Andrea Shaeffer closed the door behind her and went straight to the bureau dresser in the small motel room. Images from the past few days, snatches of conversations, raced through her head, ratcheting about in a confusing, unsettling manner. But she steeled herself and started to act slowly, steadily. She placed her pocketbook down deliberately on the top and removed her nine-millimeter semiautomatic pistol. She released the clip of bullets from the handle, checking to make certain that it was fully loaded. She pulled back the action on the pistol as well, sighting down the barrel, making sure that all the moving parts were in working order. She reloaded the weapon and placed it down in front of her. Then she rummaged through the pocket-book, searching for her backup clip of bullets. She found this, checked it, then put it next to the gun.
For a few moments she stared down at the weapon.
She thought of hours spent practicing with the nine-millimeter. The Monroe County Sheriff's Department had set up a combat practice range on a deserted spot just below Marathon.
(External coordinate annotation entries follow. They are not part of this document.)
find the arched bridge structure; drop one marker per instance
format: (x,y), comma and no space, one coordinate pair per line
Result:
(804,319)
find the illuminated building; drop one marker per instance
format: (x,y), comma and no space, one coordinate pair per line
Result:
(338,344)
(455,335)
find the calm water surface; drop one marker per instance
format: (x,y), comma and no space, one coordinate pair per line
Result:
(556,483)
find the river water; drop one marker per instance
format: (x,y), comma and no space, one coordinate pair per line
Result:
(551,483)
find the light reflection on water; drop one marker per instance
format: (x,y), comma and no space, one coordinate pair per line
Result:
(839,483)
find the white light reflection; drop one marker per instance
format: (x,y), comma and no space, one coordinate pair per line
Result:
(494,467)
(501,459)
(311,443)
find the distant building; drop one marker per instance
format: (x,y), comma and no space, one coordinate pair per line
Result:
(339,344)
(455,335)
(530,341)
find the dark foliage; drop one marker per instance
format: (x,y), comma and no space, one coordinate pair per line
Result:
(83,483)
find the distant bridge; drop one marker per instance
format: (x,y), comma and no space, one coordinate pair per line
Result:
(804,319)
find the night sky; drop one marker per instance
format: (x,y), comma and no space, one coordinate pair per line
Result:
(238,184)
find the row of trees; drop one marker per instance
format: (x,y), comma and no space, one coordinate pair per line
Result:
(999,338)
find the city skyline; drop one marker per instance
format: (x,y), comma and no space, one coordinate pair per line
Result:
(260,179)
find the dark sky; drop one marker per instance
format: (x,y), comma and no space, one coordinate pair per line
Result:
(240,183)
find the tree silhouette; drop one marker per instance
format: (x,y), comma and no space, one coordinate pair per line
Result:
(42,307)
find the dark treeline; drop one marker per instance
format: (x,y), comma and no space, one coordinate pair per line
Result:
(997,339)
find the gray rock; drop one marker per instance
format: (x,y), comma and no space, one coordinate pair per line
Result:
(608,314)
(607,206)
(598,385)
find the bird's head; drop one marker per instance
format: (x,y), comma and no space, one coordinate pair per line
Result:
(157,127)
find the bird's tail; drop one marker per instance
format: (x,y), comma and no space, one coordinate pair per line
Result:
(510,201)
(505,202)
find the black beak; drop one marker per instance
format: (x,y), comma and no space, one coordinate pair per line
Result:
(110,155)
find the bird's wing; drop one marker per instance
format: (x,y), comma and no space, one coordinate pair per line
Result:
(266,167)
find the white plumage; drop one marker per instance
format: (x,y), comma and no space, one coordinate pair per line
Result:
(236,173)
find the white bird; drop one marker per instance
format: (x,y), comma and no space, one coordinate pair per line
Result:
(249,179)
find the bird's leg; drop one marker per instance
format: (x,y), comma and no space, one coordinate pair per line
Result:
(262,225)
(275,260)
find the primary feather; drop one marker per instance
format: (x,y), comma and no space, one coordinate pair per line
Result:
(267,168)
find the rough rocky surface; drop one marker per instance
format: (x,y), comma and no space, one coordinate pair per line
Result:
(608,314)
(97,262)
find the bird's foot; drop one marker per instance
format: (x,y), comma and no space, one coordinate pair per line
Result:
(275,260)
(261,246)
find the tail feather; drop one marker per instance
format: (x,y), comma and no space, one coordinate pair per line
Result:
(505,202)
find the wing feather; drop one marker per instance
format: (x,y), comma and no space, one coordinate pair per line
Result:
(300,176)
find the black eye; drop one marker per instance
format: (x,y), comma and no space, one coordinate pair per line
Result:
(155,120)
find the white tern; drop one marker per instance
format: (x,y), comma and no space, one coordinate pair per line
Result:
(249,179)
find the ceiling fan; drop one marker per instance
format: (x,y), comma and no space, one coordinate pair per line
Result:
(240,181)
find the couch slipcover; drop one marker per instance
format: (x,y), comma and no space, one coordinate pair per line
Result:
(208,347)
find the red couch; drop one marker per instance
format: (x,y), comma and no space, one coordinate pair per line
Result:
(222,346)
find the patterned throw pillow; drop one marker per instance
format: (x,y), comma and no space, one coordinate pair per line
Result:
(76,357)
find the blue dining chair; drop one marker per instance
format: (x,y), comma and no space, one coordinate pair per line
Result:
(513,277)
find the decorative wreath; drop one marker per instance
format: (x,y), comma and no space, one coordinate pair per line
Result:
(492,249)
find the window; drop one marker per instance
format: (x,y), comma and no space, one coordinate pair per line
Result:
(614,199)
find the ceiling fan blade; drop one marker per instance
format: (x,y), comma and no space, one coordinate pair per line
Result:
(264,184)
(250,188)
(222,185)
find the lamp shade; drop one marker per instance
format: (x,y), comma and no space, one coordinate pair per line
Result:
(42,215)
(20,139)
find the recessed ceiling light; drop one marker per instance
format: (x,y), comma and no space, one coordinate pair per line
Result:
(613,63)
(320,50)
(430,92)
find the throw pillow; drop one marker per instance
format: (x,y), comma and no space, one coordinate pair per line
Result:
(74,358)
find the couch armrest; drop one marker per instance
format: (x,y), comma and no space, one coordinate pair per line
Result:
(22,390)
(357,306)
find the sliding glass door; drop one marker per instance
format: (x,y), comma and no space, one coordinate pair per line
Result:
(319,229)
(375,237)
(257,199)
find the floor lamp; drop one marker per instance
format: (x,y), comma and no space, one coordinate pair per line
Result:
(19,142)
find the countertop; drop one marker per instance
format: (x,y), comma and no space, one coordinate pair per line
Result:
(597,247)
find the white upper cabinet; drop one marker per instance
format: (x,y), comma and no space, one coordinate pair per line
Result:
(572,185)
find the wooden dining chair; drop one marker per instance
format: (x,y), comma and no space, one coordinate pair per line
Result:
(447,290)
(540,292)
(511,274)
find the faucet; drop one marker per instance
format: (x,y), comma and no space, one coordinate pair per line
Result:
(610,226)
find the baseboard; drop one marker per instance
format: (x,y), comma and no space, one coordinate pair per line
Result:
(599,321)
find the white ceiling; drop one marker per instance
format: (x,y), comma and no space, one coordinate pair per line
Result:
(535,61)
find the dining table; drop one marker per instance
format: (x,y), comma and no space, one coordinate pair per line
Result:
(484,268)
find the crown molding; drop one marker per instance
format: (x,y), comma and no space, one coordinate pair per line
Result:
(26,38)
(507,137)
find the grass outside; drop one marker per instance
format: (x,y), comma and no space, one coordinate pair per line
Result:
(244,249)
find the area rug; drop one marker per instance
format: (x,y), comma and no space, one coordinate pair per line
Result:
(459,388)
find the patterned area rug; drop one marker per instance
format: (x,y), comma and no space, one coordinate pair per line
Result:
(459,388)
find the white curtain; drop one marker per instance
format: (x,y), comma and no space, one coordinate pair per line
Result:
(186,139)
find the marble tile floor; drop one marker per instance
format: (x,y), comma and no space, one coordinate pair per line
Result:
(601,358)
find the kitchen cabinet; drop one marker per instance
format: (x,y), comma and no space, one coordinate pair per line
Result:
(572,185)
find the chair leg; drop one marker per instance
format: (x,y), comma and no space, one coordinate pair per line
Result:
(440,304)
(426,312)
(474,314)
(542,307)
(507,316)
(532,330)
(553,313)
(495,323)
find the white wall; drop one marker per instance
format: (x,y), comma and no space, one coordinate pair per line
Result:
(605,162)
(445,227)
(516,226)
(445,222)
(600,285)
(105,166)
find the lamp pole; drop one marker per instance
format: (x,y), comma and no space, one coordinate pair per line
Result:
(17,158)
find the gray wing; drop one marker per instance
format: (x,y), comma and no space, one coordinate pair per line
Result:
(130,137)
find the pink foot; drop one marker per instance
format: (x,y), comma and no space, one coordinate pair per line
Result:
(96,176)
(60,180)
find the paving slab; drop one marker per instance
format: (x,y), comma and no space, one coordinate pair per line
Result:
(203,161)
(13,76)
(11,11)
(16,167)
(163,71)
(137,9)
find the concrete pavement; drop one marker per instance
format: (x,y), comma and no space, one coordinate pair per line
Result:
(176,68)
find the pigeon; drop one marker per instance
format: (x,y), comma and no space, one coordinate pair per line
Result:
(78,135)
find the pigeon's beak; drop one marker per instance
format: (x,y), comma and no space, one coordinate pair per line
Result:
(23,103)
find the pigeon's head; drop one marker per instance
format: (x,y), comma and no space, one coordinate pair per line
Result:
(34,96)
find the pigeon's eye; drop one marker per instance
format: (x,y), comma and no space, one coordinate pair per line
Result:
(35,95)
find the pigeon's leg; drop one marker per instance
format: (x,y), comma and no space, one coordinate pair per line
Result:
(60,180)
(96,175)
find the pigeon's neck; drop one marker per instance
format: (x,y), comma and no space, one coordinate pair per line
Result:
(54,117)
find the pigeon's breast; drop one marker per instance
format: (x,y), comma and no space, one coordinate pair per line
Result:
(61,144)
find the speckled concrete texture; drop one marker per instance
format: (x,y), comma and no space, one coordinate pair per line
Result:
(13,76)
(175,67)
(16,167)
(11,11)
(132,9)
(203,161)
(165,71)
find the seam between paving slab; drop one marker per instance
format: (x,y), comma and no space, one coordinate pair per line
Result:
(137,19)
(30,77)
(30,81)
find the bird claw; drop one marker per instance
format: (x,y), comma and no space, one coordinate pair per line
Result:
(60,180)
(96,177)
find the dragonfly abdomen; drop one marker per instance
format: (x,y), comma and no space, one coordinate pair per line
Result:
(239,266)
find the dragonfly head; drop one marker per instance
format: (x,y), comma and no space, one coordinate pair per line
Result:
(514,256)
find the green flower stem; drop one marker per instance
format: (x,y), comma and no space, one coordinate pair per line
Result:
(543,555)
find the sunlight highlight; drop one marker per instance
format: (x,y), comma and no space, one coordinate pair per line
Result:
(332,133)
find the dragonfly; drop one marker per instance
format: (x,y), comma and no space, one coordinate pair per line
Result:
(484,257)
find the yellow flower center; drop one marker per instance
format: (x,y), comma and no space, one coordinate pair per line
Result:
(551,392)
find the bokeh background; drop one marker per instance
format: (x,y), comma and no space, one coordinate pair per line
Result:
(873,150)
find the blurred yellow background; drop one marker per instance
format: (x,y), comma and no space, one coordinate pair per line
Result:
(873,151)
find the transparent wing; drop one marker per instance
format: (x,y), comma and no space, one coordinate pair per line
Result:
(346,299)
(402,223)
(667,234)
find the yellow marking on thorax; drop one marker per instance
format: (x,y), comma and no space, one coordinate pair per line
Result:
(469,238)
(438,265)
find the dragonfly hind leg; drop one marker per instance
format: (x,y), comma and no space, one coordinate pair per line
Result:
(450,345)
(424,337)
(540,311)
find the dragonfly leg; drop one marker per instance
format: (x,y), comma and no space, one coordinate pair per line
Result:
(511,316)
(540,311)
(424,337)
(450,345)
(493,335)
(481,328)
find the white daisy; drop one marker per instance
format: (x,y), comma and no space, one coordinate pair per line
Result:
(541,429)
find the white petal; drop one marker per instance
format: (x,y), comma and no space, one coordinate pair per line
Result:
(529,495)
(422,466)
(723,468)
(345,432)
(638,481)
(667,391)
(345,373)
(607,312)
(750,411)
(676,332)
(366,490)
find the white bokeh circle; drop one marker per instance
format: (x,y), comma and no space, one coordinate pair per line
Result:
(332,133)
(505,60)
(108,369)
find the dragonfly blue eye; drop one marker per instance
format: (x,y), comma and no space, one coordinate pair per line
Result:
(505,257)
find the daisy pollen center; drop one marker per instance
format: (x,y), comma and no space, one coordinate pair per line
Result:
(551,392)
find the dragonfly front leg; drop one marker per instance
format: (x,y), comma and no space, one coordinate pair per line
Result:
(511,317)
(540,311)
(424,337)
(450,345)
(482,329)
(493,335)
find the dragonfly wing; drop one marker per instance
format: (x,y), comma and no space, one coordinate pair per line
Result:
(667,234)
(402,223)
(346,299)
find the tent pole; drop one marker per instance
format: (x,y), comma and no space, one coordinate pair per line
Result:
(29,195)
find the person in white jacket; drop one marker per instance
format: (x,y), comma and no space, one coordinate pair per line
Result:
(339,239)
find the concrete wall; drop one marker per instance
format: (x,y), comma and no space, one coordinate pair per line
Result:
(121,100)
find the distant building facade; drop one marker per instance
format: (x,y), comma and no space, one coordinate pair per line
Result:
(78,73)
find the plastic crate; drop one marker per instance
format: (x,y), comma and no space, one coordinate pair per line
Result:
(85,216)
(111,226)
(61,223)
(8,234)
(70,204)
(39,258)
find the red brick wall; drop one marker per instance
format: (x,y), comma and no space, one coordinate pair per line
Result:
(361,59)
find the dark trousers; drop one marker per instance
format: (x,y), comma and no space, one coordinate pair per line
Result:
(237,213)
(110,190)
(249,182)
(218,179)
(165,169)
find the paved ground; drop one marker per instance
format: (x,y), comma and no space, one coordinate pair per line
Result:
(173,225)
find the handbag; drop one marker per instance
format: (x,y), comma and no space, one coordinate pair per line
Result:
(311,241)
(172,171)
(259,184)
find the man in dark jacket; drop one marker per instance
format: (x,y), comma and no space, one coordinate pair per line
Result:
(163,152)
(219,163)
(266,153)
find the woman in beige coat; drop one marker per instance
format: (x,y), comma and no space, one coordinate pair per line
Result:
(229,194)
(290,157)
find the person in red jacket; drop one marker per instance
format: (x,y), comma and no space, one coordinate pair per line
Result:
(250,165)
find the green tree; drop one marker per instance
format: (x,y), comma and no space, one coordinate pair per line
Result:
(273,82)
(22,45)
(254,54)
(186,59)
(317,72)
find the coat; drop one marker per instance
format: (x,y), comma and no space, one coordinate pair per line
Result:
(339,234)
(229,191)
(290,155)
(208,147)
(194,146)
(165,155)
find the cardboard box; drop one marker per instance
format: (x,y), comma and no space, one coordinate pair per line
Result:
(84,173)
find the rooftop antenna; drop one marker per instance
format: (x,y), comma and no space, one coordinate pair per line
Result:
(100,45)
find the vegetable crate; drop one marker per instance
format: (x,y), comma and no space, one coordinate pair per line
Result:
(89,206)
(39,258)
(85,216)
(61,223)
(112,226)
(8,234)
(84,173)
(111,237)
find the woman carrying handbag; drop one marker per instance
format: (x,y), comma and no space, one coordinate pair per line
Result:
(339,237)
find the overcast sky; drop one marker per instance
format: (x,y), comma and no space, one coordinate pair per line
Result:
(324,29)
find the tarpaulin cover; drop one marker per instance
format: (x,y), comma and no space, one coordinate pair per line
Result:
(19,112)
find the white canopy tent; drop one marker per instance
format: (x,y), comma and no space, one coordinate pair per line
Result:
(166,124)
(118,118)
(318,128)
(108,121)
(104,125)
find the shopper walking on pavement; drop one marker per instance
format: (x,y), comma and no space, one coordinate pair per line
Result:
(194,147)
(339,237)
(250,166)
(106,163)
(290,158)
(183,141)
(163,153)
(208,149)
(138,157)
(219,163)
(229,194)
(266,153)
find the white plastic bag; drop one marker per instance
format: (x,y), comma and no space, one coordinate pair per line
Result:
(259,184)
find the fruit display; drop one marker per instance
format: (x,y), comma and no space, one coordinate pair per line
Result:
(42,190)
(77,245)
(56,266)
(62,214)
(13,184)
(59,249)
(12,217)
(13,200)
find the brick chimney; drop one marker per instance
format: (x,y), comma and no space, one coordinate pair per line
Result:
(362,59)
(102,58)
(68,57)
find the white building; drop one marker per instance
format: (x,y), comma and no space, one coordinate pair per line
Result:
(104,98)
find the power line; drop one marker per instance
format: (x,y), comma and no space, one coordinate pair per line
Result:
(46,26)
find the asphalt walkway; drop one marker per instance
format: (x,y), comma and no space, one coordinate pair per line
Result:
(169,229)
It was a simple procedure; while she walked through a series of deserted buildings, little more than the cinder-block shells of homes bleached white by the constancy of sun, a range control officer electronically operated a series of targets. She'd been good at the procedure, scoring consistently in the nineties. But what she'd enjoyed the most was the electricity of the practice sessions, the demand to see a target, recognize it as friend or foe, and fire or hold fire accordingly. There was a sense of being totally involved, unconcerned by anything save the sun, the weight of the handgun in her hand, and the targets that appeared. In a killing zone. Comfortable, alone with the single task of proceeding through the course.
She looked down at the weapon again.
I've never fired except at a target, she thought.
She remembered the mist and cold of the streets in Newark.
It wasn't like what she had expected. She had not even known that she was in combat in those moments. The people on the sidewalk, the threatening looks and motions, the hopeless pursuit through the streets. It was the first time it had been for real, for her. She gritted her teeth. She promised herself not to fail that test again.